- Theatrical release poster
- Directed by: Mike Cockayne
- Written by: Mike Cockayne Gerry Greaney
- Produced by: Mike Cockayne
- Starring: Martin Maloney Chris Tordoff Owen Colgan Peter Cassidy Tom Kilgallon Michael Salmon
- Cinematography: Rob Arrowsmith
- Edited by: Mike Cockayne
- Music by: Mike Skinner
- Production company: Hardy Films
- Distributed by: Universal Pictures
- Release date: 13 February 2013;
- Running time: 89 minutes
- Country: Ireland
- Language: English
- Budget: €320,000
- Box office: €500,000

= The Hardy Bucks Movie =

The Hardy Bucks Movie is a 2013 Irish comedy film based on the RTÉ Two sitcom Hardy Bucks, directed by Mike Cockayne.

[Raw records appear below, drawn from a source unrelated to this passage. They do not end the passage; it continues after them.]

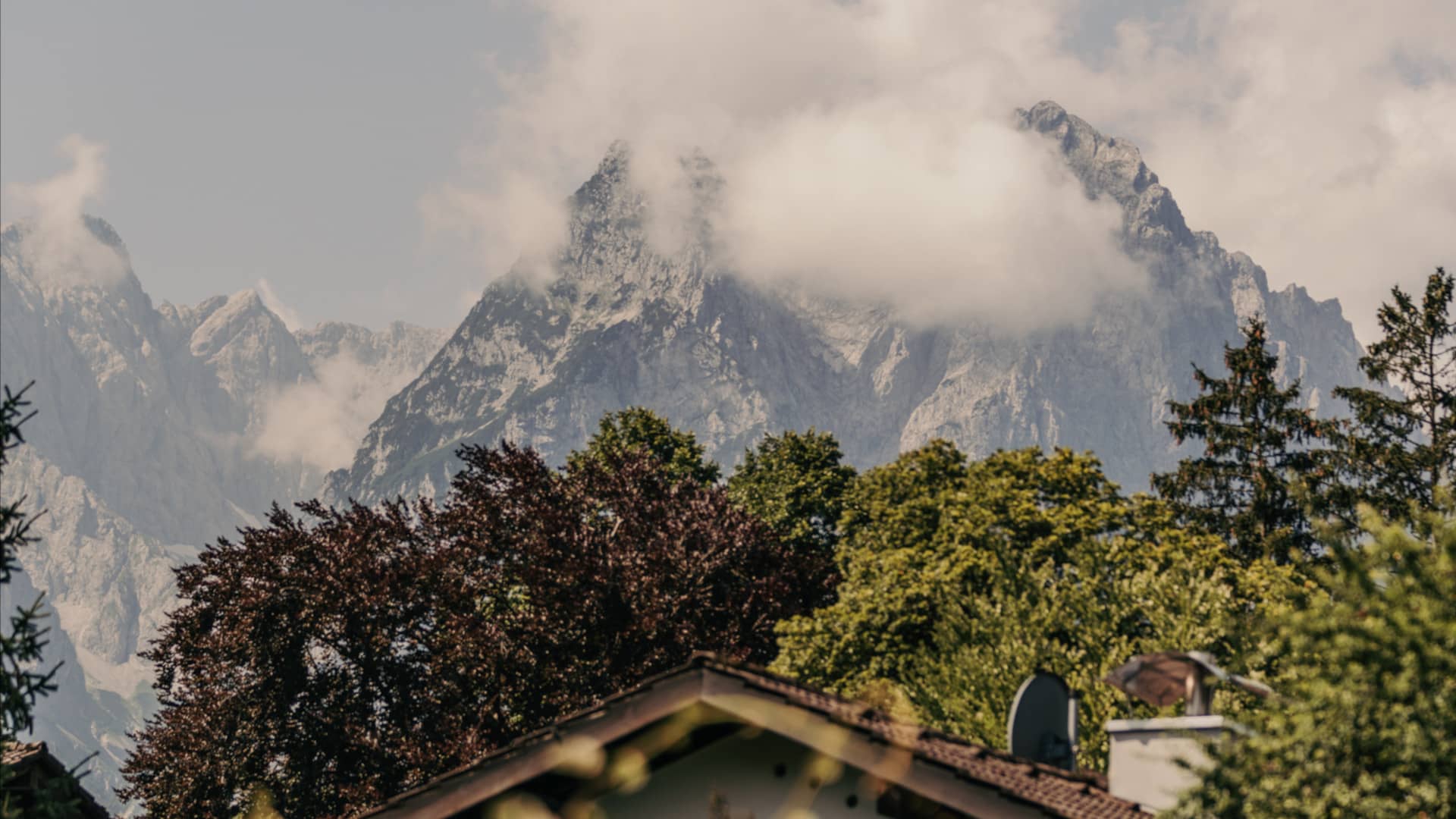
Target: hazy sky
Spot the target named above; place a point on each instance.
(378, 161)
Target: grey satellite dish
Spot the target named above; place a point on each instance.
(1043, 722)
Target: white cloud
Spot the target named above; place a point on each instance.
(57, 242)
(277, 305)
(868, 143)
(321, 423)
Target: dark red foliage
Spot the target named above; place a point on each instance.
(344, 656)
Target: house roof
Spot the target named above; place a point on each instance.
(781, 706)
(34, 757)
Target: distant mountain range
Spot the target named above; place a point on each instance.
(733, 360)
(143, 449)
(164, 428)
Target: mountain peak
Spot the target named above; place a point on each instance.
(1110, 167)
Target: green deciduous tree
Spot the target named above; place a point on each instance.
(1256, 441)
(335, 659)
(1366, 722)
(638, 428)
(1401, 447)
(795, 484)
(962, 579)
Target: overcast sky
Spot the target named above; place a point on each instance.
(379, 161)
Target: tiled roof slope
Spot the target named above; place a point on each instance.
(33, 758)
(1059, 792)
(1053, 790)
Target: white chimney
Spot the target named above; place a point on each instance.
(1147, 757)
(1153, 761)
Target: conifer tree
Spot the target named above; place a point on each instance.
(1256, 439)
(1400, 447)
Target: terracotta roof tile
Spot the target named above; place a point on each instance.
(1063, 793)
(1053, 790)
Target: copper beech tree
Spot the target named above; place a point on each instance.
(335, 657)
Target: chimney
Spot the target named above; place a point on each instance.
(1147, 758)
(1153, 761)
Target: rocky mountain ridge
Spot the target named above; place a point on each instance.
(142, 450)
(683, 334)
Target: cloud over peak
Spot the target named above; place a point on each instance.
(58, 241)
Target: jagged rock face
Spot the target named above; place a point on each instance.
(140, 452)
(625, 325)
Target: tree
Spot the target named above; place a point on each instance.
(1366, 717)
(22, 643)
(795, 484)
(638, 428)
(1256, 439)
(962, 579)
(1401, 447)
(335, 657)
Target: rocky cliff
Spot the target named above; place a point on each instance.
(145, 447)
(689, 337)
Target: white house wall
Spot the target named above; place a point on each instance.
(743, 774)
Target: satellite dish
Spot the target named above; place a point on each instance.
(1043, 722)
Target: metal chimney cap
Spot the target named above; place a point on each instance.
(1164, 678)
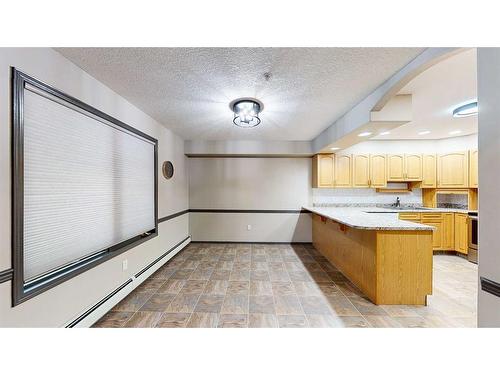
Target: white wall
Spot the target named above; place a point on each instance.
(250, 184)
(488, 71)
(67, 300)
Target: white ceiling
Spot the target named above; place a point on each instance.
(435, 93)
(189, 89)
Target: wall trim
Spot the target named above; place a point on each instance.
(490, 286)
(130, 285)
(169, 217)
(6, 275)
(238, 211)
(257, 243)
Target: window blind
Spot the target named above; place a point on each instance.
(88, 184)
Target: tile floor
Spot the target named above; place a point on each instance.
(255, 285)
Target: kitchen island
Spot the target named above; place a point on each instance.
(388, 259)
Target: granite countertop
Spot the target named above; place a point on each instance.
(360, 218)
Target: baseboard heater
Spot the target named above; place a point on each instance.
(490, 286)
(89, 311)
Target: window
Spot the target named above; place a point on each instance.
(84, 187)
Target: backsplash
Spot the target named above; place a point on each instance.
(363, 197)
(452, 201)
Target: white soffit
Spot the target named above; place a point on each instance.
(435, 93)
(189, 89)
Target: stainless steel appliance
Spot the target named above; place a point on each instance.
(473, 246)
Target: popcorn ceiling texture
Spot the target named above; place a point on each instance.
(189, 90)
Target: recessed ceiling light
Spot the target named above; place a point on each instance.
(465, 110)
(364, 134)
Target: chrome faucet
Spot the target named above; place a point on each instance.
(398, 202)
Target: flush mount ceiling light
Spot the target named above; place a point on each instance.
(364, 134)
(465, 110)
(246, 112)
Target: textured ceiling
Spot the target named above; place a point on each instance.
(435, 93)
(189, 89)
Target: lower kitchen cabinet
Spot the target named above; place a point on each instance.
(461, 233)
(451, 229)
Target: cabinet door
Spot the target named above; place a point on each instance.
(453, 170)
(448, 231)
(461, 233)
(437, 234)
(429, 171)
(323, 170)
(473, 167)
(378, 171)
(395, 167)
(343, 171)
(413, 167)
(361, 170)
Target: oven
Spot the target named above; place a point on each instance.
(473, 246)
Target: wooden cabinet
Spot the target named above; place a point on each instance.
(407, 167)
(395, 167)
(413, 167)
(448, 231)
(323, 171)
(453, 170)
(473, 169)
(343, 171)
(378, 171)
(461, 233)
(361, 171)
(429, 172)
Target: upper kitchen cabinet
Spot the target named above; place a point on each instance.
(343, 171)
(323, 171)
(429, 171)
(473, 169)
(453, 170)
(406, 167)
(361, 170)
(378, 171)
(413, 167)
(395, 167)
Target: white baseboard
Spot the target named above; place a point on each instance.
(97, 311)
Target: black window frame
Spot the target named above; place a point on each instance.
(22, 291)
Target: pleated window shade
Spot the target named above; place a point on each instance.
(88, 185)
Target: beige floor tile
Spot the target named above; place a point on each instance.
(183, 303)
(209, 303)
(288, 305)
(217, 287)
(144, 319)
(292, 321)
(158, 302)
(261, 288)
(235, 304)
(114, 319)
(262, 304)
(233, 321)
(263, 321)
(173, 320)
(171, 286)
(203, 320)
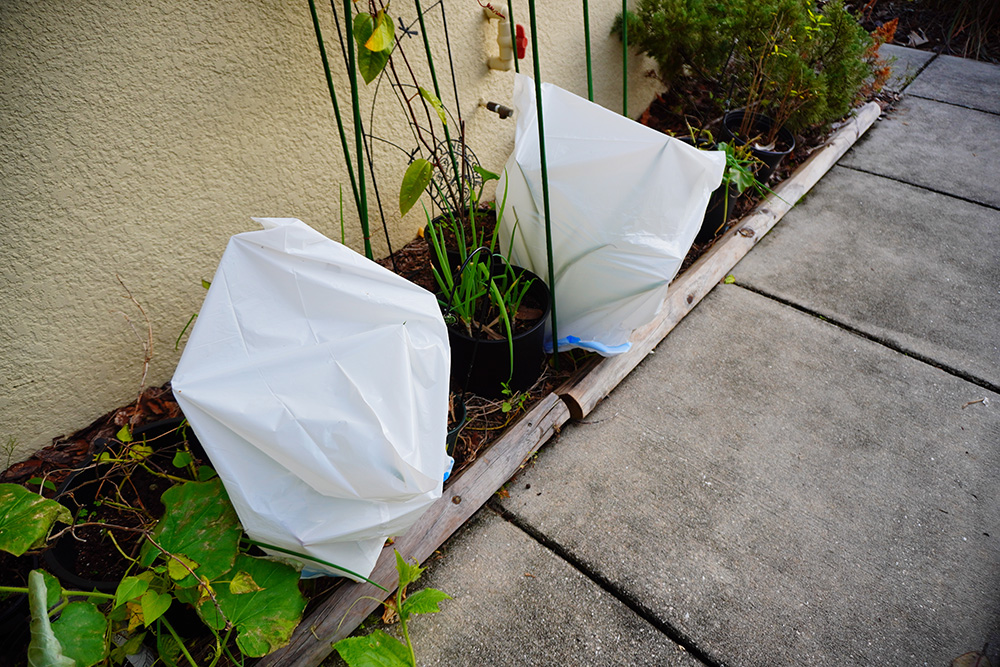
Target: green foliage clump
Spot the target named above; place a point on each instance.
(802, 63)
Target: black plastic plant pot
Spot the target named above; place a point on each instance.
(60, 559)
(486, 363)
(452, 437)
(760, 125)
(717, 213)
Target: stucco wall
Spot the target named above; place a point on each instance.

The film follows the characters from the TV series, a group of Irish slackers who travel to Poland to follow the Republic of Ireland team at UEFA Euro 2012. It stars Martin Maloney, Chris Tordoff, Owen Colgan, Peter Cassidy, Tom Kilgallon, and Michael Salmon. The Hardy Bucks Movie was released on 13 February 2013 to favourable reviews, and was a box office success in Ireland.

==Plot==
The "Hardy Bucks" gang travel to Poland to see the Republic of Ireland team compete at UEFA Euro 2012. Along the journey they encounter Dutch gangsters and prostitutes.

==Release==

===Box office===
The Hardy Bucks Movie was a box-office success in Ireland, grossing €176,887 on its opening weekend and earning €500,000 in total, much more than its €320,000 budget.

===Critical reception===
The Hardy Bucks Movie was well received by most critics. Joe.ie observed "While the TV series was certainly funny, there was a certain air of censorship that comes with having a show with the national broadcaster. Thankfully, the movie has edges far sharper than its TV incarnation."